十年前出道,紅了兩三年,然後就開始走下路,中間或許有點起伏,卻阻擋不住整體下滑的事實。
按照他在某訪談節目的話說“我從西域出發,來京城隻是想找份工作,比如酒店服務生,或者當一個司機,結果被顧海騙去參加青年歌手大賽,還拿了冠軍。”
“現在回想起來,感覺還是像做夢一樣……對,有點負罪感,感覺挺對不起那些優秀選手的,他們努力多年,音樂知識豐富,卻被我一個搭著末班車的人給截了胡。

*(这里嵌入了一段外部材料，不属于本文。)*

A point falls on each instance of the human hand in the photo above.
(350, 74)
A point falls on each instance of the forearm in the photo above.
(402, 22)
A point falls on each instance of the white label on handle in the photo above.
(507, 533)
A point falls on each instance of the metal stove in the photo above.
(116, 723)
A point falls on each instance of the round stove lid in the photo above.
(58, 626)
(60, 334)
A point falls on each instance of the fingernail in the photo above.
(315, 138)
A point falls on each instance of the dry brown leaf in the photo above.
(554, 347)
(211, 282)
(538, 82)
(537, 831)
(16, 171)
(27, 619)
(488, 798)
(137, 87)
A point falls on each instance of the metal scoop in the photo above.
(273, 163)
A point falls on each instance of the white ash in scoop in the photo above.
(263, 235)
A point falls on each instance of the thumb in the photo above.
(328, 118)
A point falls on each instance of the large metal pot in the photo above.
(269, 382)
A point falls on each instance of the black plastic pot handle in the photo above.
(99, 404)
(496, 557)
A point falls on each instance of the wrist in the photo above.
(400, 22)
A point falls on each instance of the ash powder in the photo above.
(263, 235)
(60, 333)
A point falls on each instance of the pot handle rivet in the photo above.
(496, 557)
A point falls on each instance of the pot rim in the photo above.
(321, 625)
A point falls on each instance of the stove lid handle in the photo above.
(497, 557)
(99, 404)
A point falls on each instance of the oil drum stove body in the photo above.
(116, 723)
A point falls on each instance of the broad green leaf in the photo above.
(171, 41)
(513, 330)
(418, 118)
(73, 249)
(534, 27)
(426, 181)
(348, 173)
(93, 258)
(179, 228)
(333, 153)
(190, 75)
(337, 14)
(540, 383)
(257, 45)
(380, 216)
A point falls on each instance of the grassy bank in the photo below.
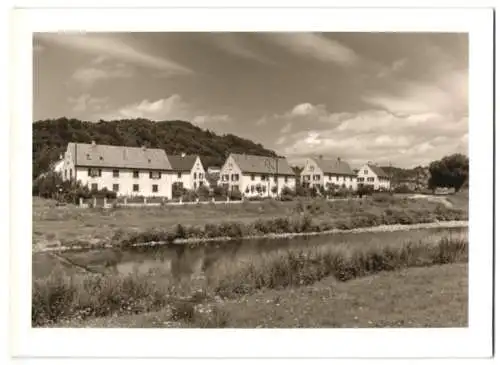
(58, 298)
(416, 297)
(69, 226)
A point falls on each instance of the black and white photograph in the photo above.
(268, 179)
(250, 180)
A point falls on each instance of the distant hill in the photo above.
(51, 137)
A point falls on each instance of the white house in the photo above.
(372, 175)
(257, 175)
(213, 170)
(128, 171)
(188, 171)
(322, 172)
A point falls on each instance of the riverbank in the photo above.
(61, 297)
(191, 241)
(62, 227)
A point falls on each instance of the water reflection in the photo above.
(184, 261)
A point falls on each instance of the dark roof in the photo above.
(98, 155)
(182, 163)
(378, 170)
(262, 164)
(334, 166)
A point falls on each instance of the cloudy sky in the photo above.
(388, 98)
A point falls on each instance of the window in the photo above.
(155, 175)
(94, 172)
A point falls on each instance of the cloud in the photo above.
(113, 47)
(405, 139)
(236, 46)
(85, 102)
(318, 47)
(87, 76)
(393, 69)
(171, 108)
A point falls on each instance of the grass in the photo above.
(59, 297)
(70, 225)
(415, 297)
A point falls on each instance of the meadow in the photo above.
(66, 226)
(289, 286)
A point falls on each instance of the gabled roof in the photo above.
(182, 163)
(262, 164)
(98, 155)
(334, 166)
(378, 170)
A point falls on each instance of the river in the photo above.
(182, 260)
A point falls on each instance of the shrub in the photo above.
(304, 266)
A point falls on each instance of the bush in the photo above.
(235, 195)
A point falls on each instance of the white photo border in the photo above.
(474, 341)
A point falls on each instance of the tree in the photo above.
(450, 172)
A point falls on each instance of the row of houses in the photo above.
(130, 171)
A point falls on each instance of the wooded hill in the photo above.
(51, 137)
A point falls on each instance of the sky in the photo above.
(388, 98)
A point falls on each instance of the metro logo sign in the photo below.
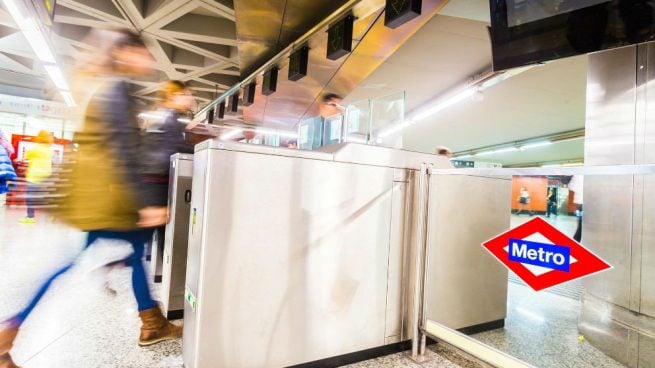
(542, 256)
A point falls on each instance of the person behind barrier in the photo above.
(576, 185)
(106, 190)
(524, 201)
(551, 203)
(39, 168)
(7, 172)
(164, 136)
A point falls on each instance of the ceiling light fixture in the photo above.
(231, 134)
(56, 76)
(441, 105)
(68, 98)
(536, 145)
(30, 29)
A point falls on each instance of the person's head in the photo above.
(176, 95)
(330, 105)
(129, 54)
(44, 137)
(444, 151)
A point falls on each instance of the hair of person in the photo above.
(44, 137)
(171, 87)
(330, 96)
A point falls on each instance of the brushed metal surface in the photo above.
(598, 325)
(194, 253)
(177, 235)
(466, 285)
(264, 28)
(372, 44)
(397, 243)
(611, 114)
(310, 282)
(607, 231)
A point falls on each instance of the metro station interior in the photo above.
(294, 183)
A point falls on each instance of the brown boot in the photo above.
(7, 337)
(156, 328)
(7, 362)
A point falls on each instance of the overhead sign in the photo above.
(542, 256)
(35, 107)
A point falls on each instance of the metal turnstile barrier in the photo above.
(177, 236)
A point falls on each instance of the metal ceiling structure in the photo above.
(191, 40)
(372, 44)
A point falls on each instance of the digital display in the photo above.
(399, 12)
(340, 38)
(249, 94)
(234, 103)
(269, 84)
(221, 110)
(298, 63)
(525, 32)
(526, 11)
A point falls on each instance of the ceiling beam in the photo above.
(190, 47)
(198, 37)
(89, 10)
(169, 13)
(219, 9)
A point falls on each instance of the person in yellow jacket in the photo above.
(39, 168)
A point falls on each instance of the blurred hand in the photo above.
(152, 216)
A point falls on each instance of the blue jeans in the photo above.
(137, 238)
(31, 192)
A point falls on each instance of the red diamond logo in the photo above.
(543, 256)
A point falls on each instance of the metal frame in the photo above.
(421, 327)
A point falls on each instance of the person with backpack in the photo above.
(105, 195)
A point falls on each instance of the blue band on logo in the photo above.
(556, 257)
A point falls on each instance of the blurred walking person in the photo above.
(7, 172)
(39, 168)
(106, 189)
(163, 136)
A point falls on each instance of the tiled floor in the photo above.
(81, 325)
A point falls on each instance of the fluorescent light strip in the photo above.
(31, 31)
(68, 98)
(56, 76)
(281, 133)
(231, 134)
(468, 92)
(536, 145)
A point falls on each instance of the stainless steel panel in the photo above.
(177, 236)
(610, 125)
(466, 285)
(648, 198)
(607, 231)
(646, 351)
(598, 323)
(372, 44)
(194, 255)
(648, 139)
(266, 27)
(397, 243)
(302, 280)
(648, 247)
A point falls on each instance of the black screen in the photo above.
(525, 32)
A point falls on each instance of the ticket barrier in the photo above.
(177, 236)
(298, 256)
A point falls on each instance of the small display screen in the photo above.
(525, 32)
(526, 11)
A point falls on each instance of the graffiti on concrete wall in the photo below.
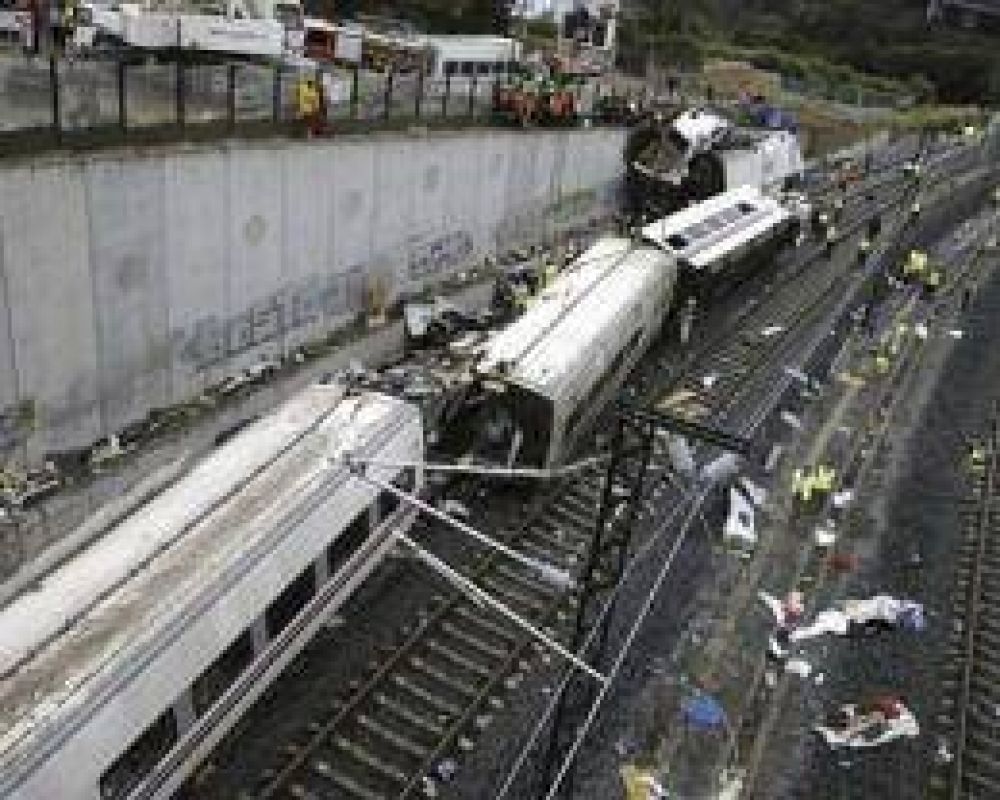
(16, 423)
(317, 300)
(571, 206)
(430, 257)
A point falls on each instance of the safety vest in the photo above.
(307, 98)
(915, 264)
(549, 273)
(824, 479)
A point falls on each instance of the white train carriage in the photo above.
(548, 374)
(723, 237)
(125, 665)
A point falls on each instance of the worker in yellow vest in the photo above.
(307, 102)
(831, 239)
(864, 250)
(915, 266)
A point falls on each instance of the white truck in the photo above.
(254, 29)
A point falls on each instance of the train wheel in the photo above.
(705, 178)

”
在顧謙的記憶中,與薛之剛的接觸隻有幾次,連續來兩三次拜年,這兩年人家不來了,估計混的不行沒有臉。
這點從顧海出事後一段時間,他還來看望就知道,那眼淚流的夠多,也留了錢,是感情豐富的一個人。
……
從薛之剛歌單上看到,這幾年顧海也給他寫歌,隻是不知道怎麼的,就是不能流行起來。
連續幾個專輯都撲街,公司也不喜歡他了,再過一段時間,合約到期,公司不會再續約。
他將賣掉京城房子,再混一兩年,回西域生活,那裡才是他的根。
顧謙思緒翻飛,對照兩世記憶。
不對,昨天明明看到,顧海的借債記事本上,寫著兩筆大款,都是兩百萬,一筆是如果不能按時償還,將以歌曲的形式償還。

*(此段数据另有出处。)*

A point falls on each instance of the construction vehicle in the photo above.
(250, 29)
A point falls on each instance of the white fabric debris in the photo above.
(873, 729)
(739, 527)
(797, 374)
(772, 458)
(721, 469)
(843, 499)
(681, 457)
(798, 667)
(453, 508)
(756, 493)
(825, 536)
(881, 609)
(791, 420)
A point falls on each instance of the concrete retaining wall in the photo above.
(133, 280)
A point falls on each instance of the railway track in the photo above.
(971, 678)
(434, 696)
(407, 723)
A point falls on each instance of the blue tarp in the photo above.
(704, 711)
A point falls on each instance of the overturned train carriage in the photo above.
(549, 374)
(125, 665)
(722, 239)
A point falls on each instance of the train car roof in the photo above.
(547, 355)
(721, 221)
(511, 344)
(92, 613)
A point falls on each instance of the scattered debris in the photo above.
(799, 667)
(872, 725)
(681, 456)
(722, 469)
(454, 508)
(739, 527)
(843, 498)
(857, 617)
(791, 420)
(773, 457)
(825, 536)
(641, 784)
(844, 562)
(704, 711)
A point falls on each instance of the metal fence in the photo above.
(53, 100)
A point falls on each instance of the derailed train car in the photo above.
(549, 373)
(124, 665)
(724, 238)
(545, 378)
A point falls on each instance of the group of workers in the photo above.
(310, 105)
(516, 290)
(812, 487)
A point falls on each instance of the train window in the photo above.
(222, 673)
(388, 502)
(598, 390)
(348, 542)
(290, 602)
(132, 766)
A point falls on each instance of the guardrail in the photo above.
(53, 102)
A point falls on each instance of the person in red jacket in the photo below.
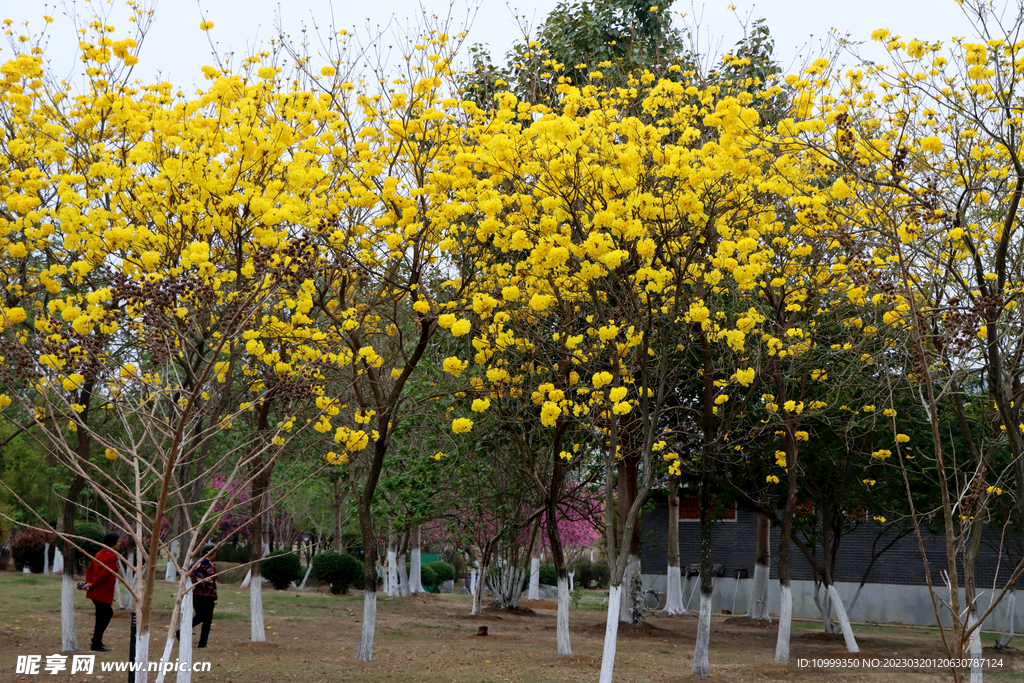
(100, 578)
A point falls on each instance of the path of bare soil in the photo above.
(311, 637)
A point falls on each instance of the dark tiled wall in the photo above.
(733, 546)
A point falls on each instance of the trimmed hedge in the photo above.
(548, 574)
(427, 577)
(591, 574)
(28, 549)
(442, 570)
(232, 553)
(339, 569)
(281, 568)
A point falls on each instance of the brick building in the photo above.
(895, 591)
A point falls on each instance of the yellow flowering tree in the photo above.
(924, 158)
(146, 239)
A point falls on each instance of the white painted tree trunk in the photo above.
(784, 624)
(416, 563)
(171, 573)
(627, 610)
(249, 574)
(415, 572)
(824, 607)
(704, 637)
(758, 607)
(392, 572)
(610, 633)
(257, 632)
(403, 588)
(306, 578)
(366, 651)
(69, 641)
(142, 656)
(129, 577)
(977, 673)
(1008, 625)
(184, 643)
(478, 584)
(166, 656)
(562, 621)
(535, 578)
(844, 620)
(674, 592)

另一筆兩百萬,隻是單純的借據,沒有嚴格的歸還日期,借款給顧海的人正是薛之剛。
這就有意思了,既然還在京城待一兩年,為什麼要賣房子?
家裡急需用錢?那為什麼不過來追債?
還是,房子抵押出去,一邊還給顧海借錢?
說起這事,還真有好幾人沒有追過債,連有關部門做統計的時候都沒有收到他們的借據。
顧海做事講究,甚至有點偏向古板,不可能不寫借據,他借出去的錢也是一樣要彆人寫,隻要是大數都保留證據。

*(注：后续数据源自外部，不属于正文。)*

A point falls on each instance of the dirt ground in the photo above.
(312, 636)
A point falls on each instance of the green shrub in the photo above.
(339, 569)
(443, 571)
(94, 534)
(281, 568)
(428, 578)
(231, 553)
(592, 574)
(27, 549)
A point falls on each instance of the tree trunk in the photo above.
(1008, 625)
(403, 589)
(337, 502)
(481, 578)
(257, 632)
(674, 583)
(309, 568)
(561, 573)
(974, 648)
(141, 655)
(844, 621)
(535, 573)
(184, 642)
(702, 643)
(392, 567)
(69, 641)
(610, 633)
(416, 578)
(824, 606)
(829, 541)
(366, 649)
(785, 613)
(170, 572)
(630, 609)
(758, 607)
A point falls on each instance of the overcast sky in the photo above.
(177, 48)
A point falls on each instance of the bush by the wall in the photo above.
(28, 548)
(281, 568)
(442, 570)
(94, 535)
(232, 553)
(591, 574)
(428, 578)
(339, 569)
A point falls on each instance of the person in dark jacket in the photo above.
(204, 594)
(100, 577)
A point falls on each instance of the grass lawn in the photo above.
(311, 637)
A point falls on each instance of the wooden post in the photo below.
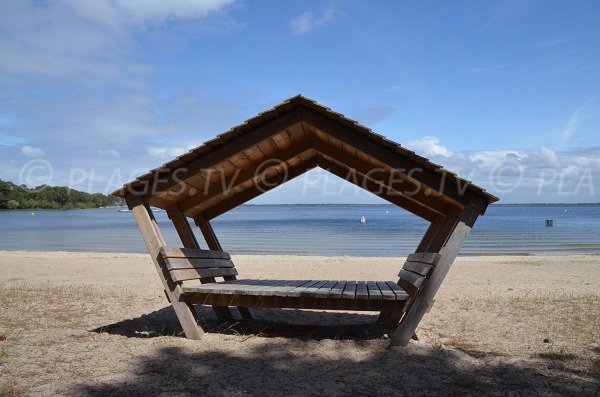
(214, 244)
(439, 230)
(182, 227)
(432, 241)
(189, 241)
(186, 314)
(449, 251)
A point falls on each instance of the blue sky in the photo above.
(506, 93)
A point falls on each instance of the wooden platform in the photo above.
(309, 294)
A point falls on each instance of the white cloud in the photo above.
(428, 146)
(30, 151)
(109, 153)
(142, 11)
(307, 22)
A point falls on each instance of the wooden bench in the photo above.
(194, 271)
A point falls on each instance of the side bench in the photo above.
(194, 270)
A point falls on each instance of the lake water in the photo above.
(313, 230)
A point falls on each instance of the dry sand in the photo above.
(98, 324)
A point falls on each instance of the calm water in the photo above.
(312, 230)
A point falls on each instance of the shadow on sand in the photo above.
(298, 364)
(299, 324)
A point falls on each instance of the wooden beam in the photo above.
(167, 179)
(186, 314)
(404, 187)
(438, 232)
(208, 232)
(222, 187)
(182, 226)
(449, 251)
(256, 189)
(433, 179)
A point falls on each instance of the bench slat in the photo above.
(323, 292)
(411, 282)
(310, 292)
(308, 289)
(361, 290)
(418, 267)
(291, 285)
(374, 292)
(425, 257)
(192, 274)
(297, 292)
(398, 291)
(349, 290)
(185, 263)
(386, 292)
(193, 253)
(337, 290)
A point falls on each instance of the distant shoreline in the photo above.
(324, 205)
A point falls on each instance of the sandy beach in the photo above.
(98, 324)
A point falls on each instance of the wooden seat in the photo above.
(308, 294)
(194, 270)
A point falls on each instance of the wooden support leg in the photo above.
(186, 314)
(188, 239)
(449, 251)
(438, 230)
(214, 244)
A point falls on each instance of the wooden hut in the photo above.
(273, 148)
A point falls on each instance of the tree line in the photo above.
(14, 196)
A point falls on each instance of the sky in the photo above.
(505, 93)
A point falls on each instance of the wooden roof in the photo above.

身邊的馬薇就是其中一個,借給顧海五萬,一個月幾千收入的她,五萬或許就是她全部的積蓄,甚至這傻姑娘還從身邊朋友籌款。
有時候顧謙也感慨,顧海到底做了什麼事,才讓這個女人如此難忘,多年都不曾改變,甚至為此對顧謙這個養子很不錯。
……
“薛哥,他是顧海的孩子。”
“顧謙,你可能不知道,薛哥跟你爸……”
薛之剛和馬微是認識的,馬薇站起身給兩人相互介紹。
她話還沒有說完,就看到薛之剛“狠狠”揉搓顧謙的頭發,弄成一個雞窩頭。